Coleman receives Salem Humanitarian Award
AKRON — The city of Akron announced the 2013 Charles Salem Humanitarian Award winner is community activist Claudia Coleman, Ph.D.
According to city officials, Coleman was selected from a field of a dozen candidates who were nominated for their humanitarianism. She was nominated by Malcolm Costa, CEO and president of the Akron Summit Community Action Inc., who has known her many years and said, “She has made a tremendous contribution to the community, advocates on behalf of those in need and would make Charlie Salem proud.”
In 1999, Coleman worked with community leaders to establish the North Akron Community Center Inc. (NANC), which advocated for a community learning center component for the new schools that were rebuilt in the Akron Public School District, according to city officials. As the volunteer executive director of NANC, she also facilitated free workshops for local activists on nonprofit management and other topics germane to organizational effectiveness, according to city officials.
She served as a member of the Community Advisory Committee at Summa Health System to help provide insight and guidance on chronic health care issues in the community and is a member of its White Coat program. She also serves as an Advisory Committee member of Oriana House.

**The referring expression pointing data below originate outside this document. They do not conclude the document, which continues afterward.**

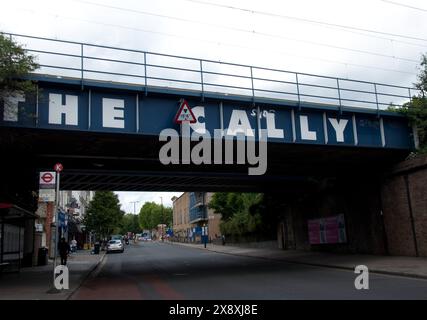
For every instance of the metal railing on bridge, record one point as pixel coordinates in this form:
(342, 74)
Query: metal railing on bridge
(93, 62)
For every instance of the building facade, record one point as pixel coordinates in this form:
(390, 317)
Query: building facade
(192, 217)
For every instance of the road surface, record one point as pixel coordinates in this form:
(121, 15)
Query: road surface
(155, 270)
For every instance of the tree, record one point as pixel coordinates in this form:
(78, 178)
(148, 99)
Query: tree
(153, 214)
(416, 109)
(241, 212)
(130, 223)
(104, 215)
(15, 64)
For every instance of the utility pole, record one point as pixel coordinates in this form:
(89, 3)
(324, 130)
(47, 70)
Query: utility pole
(163, 218)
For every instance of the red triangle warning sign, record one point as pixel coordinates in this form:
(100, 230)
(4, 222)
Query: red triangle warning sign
(184, 114)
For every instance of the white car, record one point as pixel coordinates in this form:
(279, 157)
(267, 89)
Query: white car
(115, 245)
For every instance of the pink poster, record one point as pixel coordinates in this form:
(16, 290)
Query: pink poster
(314, 231)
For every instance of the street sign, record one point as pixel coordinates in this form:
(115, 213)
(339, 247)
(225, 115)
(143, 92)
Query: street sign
(47, 179)
(184, 114)
(46, 195)
(58, 167)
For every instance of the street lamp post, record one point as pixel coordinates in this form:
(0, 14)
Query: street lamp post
(58, 168)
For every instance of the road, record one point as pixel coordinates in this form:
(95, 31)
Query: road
(164, 271)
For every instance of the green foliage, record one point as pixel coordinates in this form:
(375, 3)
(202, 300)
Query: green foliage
(241, 212)
(153, 214)
(15, 63)
(104, 215)
(130, 223)
(416, 109)
(228, 203)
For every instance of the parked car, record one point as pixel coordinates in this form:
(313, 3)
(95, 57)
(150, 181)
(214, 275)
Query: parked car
(115, 245)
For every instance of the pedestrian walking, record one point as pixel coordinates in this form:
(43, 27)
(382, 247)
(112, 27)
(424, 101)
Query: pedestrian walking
(64, 250)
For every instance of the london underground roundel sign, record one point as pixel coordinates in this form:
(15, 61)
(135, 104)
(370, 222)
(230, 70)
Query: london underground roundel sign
(58, 167)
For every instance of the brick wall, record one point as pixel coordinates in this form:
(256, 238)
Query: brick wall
(357, 197)
(404, 197)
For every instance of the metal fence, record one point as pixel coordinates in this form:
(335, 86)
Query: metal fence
(93, 62)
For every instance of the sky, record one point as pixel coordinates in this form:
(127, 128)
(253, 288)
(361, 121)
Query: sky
(371, 40)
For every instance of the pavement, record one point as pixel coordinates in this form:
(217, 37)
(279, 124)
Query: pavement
(415, 267)
(36, 283)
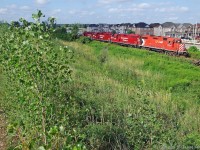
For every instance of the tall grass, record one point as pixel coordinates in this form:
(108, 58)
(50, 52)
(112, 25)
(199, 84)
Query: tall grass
(139, 99)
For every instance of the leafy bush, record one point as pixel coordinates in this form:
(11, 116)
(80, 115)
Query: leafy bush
(37, 72)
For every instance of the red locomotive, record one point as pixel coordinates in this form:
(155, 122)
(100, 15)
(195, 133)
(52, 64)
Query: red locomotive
(155, 43)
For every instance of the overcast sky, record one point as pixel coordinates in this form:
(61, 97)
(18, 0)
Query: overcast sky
(104, 11)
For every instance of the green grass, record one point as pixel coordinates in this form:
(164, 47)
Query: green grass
(124, 85)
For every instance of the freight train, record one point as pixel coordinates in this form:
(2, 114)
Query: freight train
(169, 45)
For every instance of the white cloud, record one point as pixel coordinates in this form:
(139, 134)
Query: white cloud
(112, 1)
(41, 1)
(3, 10)
(81, 12)
(144, 5)
(25, 8)
(172, 9)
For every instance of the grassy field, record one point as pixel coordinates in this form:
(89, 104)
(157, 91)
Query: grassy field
(139, 99)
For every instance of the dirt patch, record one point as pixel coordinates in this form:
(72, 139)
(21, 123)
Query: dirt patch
(2, 131)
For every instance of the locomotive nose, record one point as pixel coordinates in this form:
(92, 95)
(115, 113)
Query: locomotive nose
(182, 48)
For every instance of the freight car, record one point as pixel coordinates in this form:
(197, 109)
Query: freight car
(169, 45)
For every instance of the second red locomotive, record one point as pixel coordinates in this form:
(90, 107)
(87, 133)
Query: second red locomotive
(156, 43)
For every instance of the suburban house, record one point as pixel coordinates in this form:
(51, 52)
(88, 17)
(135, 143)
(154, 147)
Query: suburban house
(142, 28)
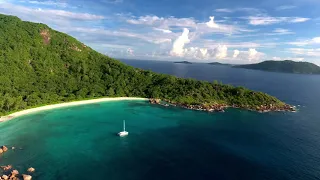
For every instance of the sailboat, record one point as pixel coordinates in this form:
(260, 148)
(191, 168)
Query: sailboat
(124, 132)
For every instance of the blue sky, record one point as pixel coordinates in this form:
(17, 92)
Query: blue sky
(233, 31)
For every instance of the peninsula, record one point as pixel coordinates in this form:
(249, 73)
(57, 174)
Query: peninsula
(41, 66)
(286, 66)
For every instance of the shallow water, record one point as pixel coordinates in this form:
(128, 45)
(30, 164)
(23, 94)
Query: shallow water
(172, 143)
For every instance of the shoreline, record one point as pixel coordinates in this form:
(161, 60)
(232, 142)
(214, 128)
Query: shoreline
(222, 107)
(65, 104)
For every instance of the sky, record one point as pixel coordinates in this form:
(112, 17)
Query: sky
(229, 31)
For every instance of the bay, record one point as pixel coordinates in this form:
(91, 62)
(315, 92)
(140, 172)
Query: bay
(172, 143)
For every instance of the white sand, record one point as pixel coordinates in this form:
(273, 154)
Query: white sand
(75, 103)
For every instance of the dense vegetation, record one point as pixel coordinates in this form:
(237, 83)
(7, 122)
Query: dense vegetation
(286, 66)
(42, 66)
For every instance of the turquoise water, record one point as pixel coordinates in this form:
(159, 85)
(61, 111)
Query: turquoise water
(171, 143)
(163, 143)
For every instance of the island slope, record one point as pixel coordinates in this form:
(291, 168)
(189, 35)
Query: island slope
(41, 66)
(286, 66)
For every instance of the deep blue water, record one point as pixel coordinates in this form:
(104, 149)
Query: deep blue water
(173, 143)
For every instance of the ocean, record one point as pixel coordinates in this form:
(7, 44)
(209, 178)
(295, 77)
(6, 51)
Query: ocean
(173, 143)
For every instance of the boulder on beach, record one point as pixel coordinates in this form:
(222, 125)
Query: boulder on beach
(4, 148)
(26, 177)
(31, 170)
(5, 177)
(6, 168)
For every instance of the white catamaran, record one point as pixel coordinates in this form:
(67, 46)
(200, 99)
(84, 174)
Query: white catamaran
(124, 132)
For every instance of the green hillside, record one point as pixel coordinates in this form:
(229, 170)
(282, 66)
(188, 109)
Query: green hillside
(42, 66)
(286, 66)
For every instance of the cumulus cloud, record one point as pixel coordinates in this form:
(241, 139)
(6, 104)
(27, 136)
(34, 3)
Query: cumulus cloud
(281, 31)
(46, 15)
(315, 40)
(178, 45)
(267, 20)
(221, 51)
(252, 53)
(224, 10)
(163, 30)
(236, 53)
(305, 52)
(47, 3)
(211, 23)
(285, 7)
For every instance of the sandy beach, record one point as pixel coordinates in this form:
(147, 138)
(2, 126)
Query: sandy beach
(67, 104)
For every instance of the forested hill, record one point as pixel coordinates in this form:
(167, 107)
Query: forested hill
(42, 66)
(286, 66)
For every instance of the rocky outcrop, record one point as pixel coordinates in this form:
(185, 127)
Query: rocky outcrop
(31, 170)
(222, 107)
(155, 101)
(14, 172)
(4, 177)
(26, 177)
(4, 148)
(6, 168)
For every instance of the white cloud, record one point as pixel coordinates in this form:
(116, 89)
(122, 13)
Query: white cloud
(211, 23)
(178, 45)
(252, 53)
(285, 7)
(46, 15)
(299, 20)
(267, 20)
(315, 40)
(246, 10)
(163, 30)
(236, 53)
(198, 28)
(305, 52)
(280, 31)
(48, 3)
(221, 52)
(224, 10)
(163, 23)
(130, 51)
(178, 49)
(148, 37)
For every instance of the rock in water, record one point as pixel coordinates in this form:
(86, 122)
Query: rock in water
(4, 148)
(5, 177)
(31, 169)
(6, 168)
(14, 172)
(26, 177)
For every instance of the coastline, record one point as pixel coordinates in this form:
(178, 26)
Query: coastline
(65, 104)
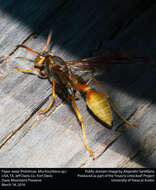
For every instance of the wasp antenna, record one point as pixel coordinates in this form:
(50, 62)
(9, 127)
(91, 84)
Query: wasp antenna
(29, 49)
(48, 40)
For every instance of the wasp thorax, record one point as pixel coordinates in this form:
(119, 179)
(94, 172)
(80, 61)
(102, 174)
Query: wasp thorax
(39, 60)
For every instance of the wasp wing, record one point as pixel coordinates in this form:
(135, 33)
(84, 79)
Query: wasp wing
(104, 61)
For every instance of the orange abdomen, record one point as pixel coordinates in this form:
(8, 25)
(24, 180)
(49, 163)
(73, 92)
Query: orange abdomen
(99, 106)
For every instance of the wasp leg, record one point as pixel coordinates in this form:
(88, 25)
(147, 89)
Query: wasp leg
(52, 100)
(82, 124)
(113, 105)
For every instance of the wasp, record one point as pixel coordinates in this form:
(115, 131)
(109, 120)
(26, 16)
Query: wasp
(70, 86)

She sponsored the first North Akron Carnival, which held its 12th annual event this past spring; the carnival generates funds to support the V Dove-Coleman Foundation that she established in 2007, according to city officials.
She was also a member of the Cascade Locks Park Association Howard Street Corridor Committee.
As program director of a HUD HOPE VI program, Coleman took students on fishing trips, exposed them to skiing and boating, and established an after-school tutoring program that tracked and measured the gains they achieved as a result of the one-on-one coaching they received, according to city officials.
While attending graduate school at The University of Akron (UA), Coleman organized the first banquet for the Department of Public Administration and Urban Studies and raised funds for the first doctoral student association at UA, which she helped charter, according to city officials. Coleman also established an Urban Lights Award.
Coleman served as a board member and as an officer of Akron Summit Community Action for five years, and was a member and/or executive committee member of more than seven other nonprofit organizations throughout her career, according to Akron officials.
Coleman was co-chair of a committee to help beautify the courtyard garden in Downtown Akron and has supported the city by hosting Neighbors Day and Night out Against Crime events, according to city officials. She also participated in the Imagine Akron 2025 initiative and has worked with neighborhood groups by volunteering for Cleanup Akron sponsored by Keep Akron Beautiful.
Coleman has a doctorate in urban affairs and is currently a senior lecturer at UA in the Department of Public Administration and Urban Studies.
This year’s award was presented at the annual Akron Martin Luther King Jr. Inter-faith Celebration Jan. 20.
Stephanie Kist contributed to this report.